Mais s’il s’agit de nourritures qui ont séjourné sous un lit sur lequel quelqu’un dormait, notre maître le Rav Chlita conclut qu’il faut s’imposer la rigueur même Bédi’avad (a posteriori), car c’est ainsi que tranchent les grands de ce monde, et parmi eux, le Gaon notre maître le H’YDA ainsi que le Gaon de Vilna. Excepté s’il s’agit d’une situation qui engendre une importante perte d’argent, dans ce cas, il y a matière à autoriser à ne pas jeter cette nourriture, en associant l’opinion de ceux qui pensent que la rigueur ne doit être adoptée sur ce point que Léh’atéh’ila (à priori).

Notre maître le Rav Chlita écrit qu’il a constaté de lui-même que le Gaon Rabbi Chimchon Aharon POLANSKY enseignait la permission sur ce point en cas de situation de perte importante.

Concernant des aliments qui ont séjourné sous un berceau, il est très fréquent que les mamans posent de la nourriture sous les poussettes des enfants, et il est certain qu’il y a lieu de s’imposer la rigueur de ne pas agir ainsi Léh’atéh’ila (à priori). Mais Bédi’avad (a posteriori), si des aliments ont séjourné sous le lit d’un enfant, du point de vue de la Halah’a, il y a lieu d’autoriser les aliments à la consommation, car l’esprit d’impureté ne réside pas réellement sur les enfants, et par conséquent, même si l’enfant dormait sur le lit lorsque les aliments séjournaient dessous, on peut autoriser leur consommation. S’il s’agit d’aliments crus, comme des fruits ou des légumes, il est juste de les rincer 3 fois dans l’eau, comme expliqué plus haut.

En conclusion :

Il ne faut absolument pas placer des aliments ou des boissons sous un lit. Si personne ne dormait sur le lit lorsque les aliments ont séjourné dessous, on peut les autoriser à la consommation Bédi’avad (a posteriori). Mais si quelqu’un dormait sur le lit, il faut interdire les aliments à la consommation même Bédi’avad, car cela représente un danger.

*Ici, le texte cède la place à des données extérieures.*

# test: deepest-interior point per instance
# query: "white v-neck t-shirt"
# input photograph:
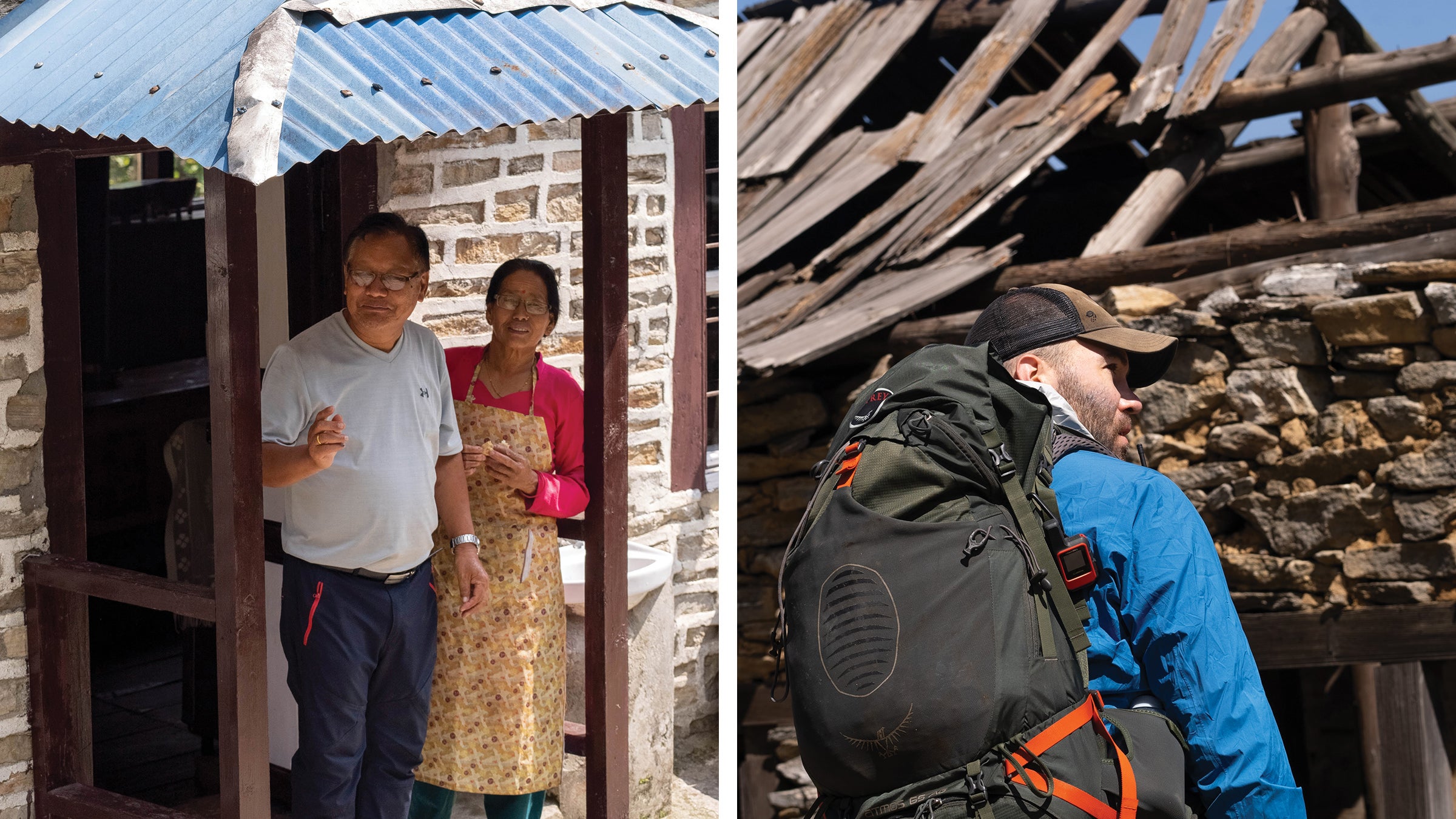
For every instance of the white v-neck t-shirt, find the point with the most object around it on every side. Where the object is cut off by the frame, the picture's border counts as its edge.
(375, 508)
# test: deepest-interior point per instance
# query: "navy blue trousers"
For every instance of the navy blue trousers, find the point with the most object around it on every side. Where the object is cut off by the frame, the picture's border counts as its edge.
(360, 661)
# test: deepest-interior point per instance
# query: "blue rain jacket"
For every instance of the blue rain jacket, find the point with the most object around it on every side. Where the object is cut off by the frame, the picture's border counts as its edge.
(1164, 624)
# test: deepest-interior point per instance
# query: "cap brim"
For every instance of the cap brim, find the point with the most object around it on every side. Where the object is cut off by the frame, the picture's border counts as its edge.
(1148, 353)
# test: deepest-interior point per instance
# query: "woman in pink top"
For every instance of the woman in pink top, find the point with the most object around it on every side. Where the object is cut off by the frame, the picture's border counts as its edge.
(499, 703)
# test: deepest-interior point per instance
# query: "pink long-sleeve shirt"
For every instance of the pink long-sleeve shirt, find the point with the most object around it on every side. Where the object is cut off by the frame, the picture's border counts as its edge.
(562, 491)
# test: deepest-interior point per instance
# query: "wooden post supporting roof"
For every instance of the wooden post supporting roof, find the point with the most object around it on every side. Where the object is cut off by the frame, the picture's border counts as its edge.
(238, 521)
(605, 302)
(690, 325)
(1334, 153)
(60, 676)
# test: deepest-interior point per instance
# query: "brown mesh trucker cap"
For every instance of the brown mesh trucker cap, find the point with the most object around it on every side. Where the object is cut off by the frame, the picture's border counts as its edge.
(1033, 317)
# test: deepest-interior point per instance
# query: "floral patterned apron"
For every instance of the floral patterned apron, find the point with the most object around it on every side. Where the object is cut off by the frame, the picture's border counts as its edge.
(499, 703)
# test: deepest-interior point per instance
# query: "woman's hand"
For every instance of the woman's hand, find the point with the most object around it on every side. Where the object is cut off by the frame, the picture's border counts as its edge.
(511, 468)
(474, 457)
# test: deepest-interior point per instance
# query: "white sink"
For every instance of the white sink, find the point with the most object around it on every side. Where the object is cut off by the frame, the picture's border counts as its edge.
(647, 570)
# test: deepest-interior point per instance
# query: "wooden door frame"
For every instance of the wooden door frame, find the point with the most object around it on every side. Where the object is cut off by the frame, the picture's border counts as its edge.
(59, 585)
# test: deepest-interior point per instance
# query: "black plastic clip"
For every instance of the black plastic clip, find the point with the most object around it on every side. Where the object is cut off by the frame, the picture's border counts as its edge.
(974, 545)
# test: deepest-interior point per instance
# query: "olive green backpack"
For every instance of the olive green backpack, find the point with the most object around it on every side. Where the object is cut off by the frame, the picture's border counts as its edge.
(932, 622)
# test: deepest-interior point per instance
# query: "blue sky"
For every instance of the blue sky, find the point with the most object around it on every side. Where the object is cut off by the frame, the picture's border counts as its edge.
(1395, 24)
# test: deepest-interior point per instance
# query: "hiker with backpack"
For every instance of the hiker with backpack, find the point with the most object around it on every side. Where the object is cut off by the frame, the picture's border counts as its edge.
(988, 613)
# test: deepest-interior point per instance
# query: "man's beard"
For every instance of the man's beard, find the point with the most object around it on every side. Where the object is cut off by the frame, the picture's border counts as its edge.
(1100, 417)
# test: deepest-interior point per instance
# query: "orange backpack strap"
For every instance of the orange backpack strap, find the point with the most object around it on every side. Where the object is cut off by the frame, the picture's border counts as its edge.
(846, 467)
(1088, 712)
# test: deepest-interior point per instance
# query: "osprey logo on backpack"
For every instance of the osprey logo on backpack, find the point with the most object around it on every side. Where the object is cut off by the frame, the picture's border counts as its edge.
(860, 630)
(871, 408)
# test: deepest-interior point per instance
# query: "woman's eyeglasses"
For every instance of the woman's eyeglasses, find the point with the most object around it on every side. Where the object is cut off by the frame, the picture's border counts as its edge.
(392, 281)
(510, 302)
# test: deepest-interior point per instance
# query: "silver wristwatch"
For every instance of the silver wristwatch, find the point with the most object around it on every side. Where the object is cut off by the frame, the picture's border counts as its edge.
(459, 539)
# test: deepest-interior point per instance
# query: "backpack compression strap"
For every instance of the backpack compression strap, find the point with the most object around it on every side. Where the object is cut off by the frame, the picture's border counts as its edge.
(1088, 712)
(1067, 442)
(1031, 530)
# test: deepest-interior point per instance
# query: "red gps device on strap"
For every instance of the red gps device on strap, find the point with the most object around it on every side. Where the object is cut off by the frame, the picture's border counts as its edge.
(1075, 563)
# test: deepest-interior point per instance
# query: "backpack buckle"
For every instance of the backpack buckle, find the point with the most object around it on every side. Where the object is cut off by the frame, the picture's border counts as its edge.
(1002, 461)
(976, 787)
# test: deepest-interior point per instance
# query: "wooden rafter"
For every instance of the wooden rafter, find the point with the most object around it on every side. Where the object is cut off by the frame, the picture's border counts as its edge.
(1235, 25)
(1238, 247)
(1152, 89)
(1190, 155)
(824, 96)
(962, 99)
(1432, 135)
(1334, 153)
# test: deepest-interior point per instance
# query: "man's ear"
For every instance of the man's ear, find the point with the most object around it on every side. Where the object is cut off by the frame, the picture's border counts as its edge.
(1027, 368)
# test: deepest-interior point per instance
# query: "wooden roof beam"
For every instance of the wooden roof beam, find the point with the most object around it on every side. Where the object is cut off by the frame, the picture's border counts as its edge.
(1238, 247)
(1350, 78)
(1431, 133)
(1370, 130)
(956, 18)
(1333, 149)
(1188, 153)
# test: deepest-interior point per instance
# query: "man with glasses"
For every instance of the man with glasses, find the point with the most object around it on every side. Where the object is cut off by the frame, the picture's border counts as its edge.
(360, 430)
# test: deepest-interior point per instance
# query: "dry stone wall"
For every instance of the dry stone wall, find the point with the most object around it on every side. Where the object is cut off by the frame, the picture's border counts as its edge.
(22, 488)
(1311, 420)
(491, 196)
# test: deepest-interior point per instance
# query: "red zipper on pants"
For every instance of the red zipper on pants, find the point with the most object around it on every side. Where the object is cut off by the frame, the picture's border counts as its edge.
(314, 608)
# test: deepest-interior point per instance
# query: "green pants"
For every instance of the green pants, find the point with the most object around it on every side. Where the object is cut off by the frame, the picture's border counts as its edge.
(433, 802)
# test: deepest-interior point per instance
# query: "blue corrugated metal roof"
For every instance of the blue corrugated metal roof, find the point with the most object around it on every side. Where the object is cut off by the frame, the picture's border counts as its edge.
(557, 62)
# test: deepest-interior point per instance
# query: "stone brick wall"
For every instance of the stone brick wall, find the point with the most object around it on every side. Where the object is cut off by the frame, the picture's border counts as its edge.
(22, 491)
(1312, 422)
(491, 196)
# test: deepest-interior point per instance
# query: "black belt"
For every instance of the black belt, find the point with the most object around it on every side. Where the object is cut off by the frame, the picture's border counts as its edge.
(389, 579)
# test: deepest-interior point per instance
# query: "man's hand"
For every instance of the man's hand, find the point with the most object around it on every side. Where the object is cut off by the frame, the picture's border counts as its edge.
(326, 437)
(511, 468)
(288, 465)
(474, 457)
(475, 584)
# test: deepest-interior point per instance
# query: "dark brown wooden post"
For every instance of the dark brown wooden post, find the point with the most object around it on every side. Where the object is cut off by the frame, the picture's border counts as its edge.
(690, 332)
(605, 299)
(232, 350)
(57, 621)
(359, 186)
(1406, 764)
(1331, 147)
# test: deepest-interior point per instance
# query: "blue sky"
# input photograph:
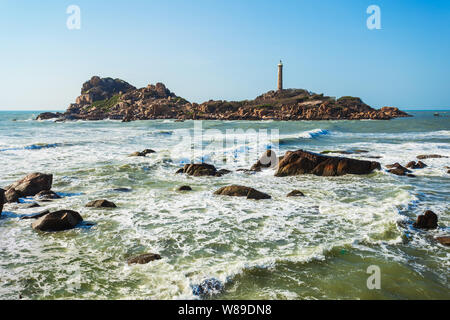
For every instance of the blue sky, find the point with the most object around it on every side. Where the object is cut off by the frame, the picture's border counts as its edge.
(211, 49)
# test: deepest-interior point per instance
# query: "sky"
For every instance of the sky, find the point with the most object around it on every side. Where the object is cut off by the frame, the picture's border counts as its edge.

Cependant, s’il s’agit d’une situation de perte importante, on peut autoriser les aliments même dans le cas où des personnes dormaient sur lit. S’il s’agit d’aliments crus, comme des fruits ou des légumes qu’il est possible de rincer à l’eau, il est juste de les rincer 3 fois dans l’eau afin de les purifier de l’esprit d’impureté qui réside sur eux. Si les aliments ont séjourné sous le lit d’un enfant en bas âge, bien qu’il est interdit de placer Léh’atéh’ila (à priori) des aliments à cet endroit, malgré tout, on peut les autoriser à la consommation Bédi’avad (a posteriori).